UNE AFFAIRE DE FEMMES

  • France

  • 1988

  • 108 min

  • VF

  • Tout Public

Comment la mauvaise conscience de la France de Vichy se soulagea en condamnant à mort et en exécutant Marie, la faiseuse d’anges. Une des toutes dernières femmes exécutées en France, le 31 juillet 1943.
Claude Chabrol a découvert le cinéma chez sa grand-mère à l’époque où la France était sous le joug du régime de Vichy, et sera toute sa vie fasciné par cette période trouble. Il y a consacré des films de fiction, comme Landru (1963) ou La Ligne de démarcation (1966), ainsi qu’un documentaire, L’Oeil de Vichy (1993).
 
Dans Une affaire de femmes (1988), adaptation du roman éponyme de Francis Szpiner qui s’inspire de l’histoire vraie de Marie-Louise Giraud, une des dernières femmes guillotinées, le cinéaste explore à nouveau ces années sombres avec une précision quasi-documentaire. Il nous montre une France grisâtre, dans laquelle Marie Latour - jouée par une Isabelle Huppert magistrale - tente de survivre avec ses deux enfants, Mouche et Pierrot. Après avoir soulagé une amie d’une grossesse indésirable, la jeune femme découvre que l’avortement peut drastiquement améliorer ses conditions de vie. Sa débrouillardise lui permet d’offrir un confort de vie inespéré à son mari (François Cluzet), soldat abîmé qu’elle ne cesse de repousser. 
 
Le personnage de Marie est constamment ambivalent. Elle dégage une certaine candeur, révélée par son incompréhension de la situation politique ou son rêve naïf de devenir une chanteuse connue. Mais cette ingénuité apparente est effacée par des roueries à répétition. Elle n’hésite pas à augmenter le prix des avortements pour répondre à ses nouvelles envies, à trouver un métier à son mari pour s’adonner à l’adultère, et même à payer sa “bonne” pour qu’elle couche avec ce dernier. À travers ce portrait ambigu, qui rappelle celui du personnage complexe de Violette Nozière (1978), jouée par Huppert dans un autre film de Chabrol, ce dernier redonne sans pour autant les glorifier une place à ces femmes de l’ombre, souvent mises à l’écart des représentations cinématographiques de la Seconde Guerre mondiale. Ni toutes noires, ni toutes blanches, et donc humaines. 
 
Le funeste destin de cette faiseuse d’anges permet également à Chabrol de mettre en scène une double injustice. Sociale : “Chez eux, ils ont des bonnes pour s’occuper des gosses. C’est facile de pas faire de saloperies quand t’es riche.”, note Marie. Et personnelle : la peine de mort prononcée par un régime de Vichy fortement influencé par l’Eglise catholique de l’époque, qui la considère comme une “assassin de la Patrie”. A travers ce personnage insondable, Chabrol s’attaque aussi à ces institutions rétrogrades, sclérosées par l’injustice et le mépris de classe.

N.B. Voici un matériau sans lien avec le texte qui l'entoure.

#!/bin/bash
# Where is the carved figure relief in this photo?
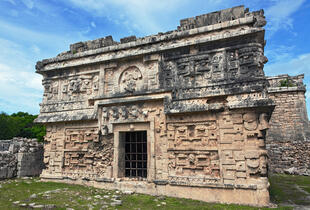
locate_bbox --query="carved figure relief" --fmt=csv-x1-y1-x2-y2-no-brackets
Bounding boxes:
42,80,59,102
61,74,99,101
63,128,113,178
167,121,217,150
168,151,220,178
119,66,143,93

Hugues Porquier, journaliste, mk2 Curiosity


En 1985, quand il fait parvenir le scénario de “Poulet au vinaigre” à Marin Karmitz au siège de MK2, Claude Chabrol a déjà 55 ans, et près de quarante longs métrages à son actif. Depuis ses premiers succès, qui inaugurent en 1959 la Nouvelle Vague (“Le Beau Serge”, prix Jean-Vigo ; “Les Cousins”, Ours d’or à Berlin), le cinéaste a fait joyeusement valser bourgeois de province, secrets de famille, amants jaloux, crimes passionnels et mesquineries ordinaires – “Les Biches”, “La Femme infidèle”, “Que la bête meure”, “Le Boucher”... Mais dans les années 1980, à l’instar des autres cinéastes de la Nouvelle Vague, il peine à trouver des producteurs pour ses films. “Poulet au vinaigre” est heureusement un succès et inaugure une collaboration au long cours entre le cinéaste et le producteur Marin Karmitz : douze longs métrages, de “Poulet au vinaigre” à “La Fleur du mal” (2002), en passant par “Masques” (1987), “Une affaire de femmes” (1989), “Madame Bovary” (1991), “Betty” (1992), “L’Enfer” (1994), “La Cérémonie” (1995), “Au cœur du mensonge” (1999) ou “Merci pour le chocolat” (2000). En 2009, “Bellamy”, avec Gérard Depardieu, sera son dernier film.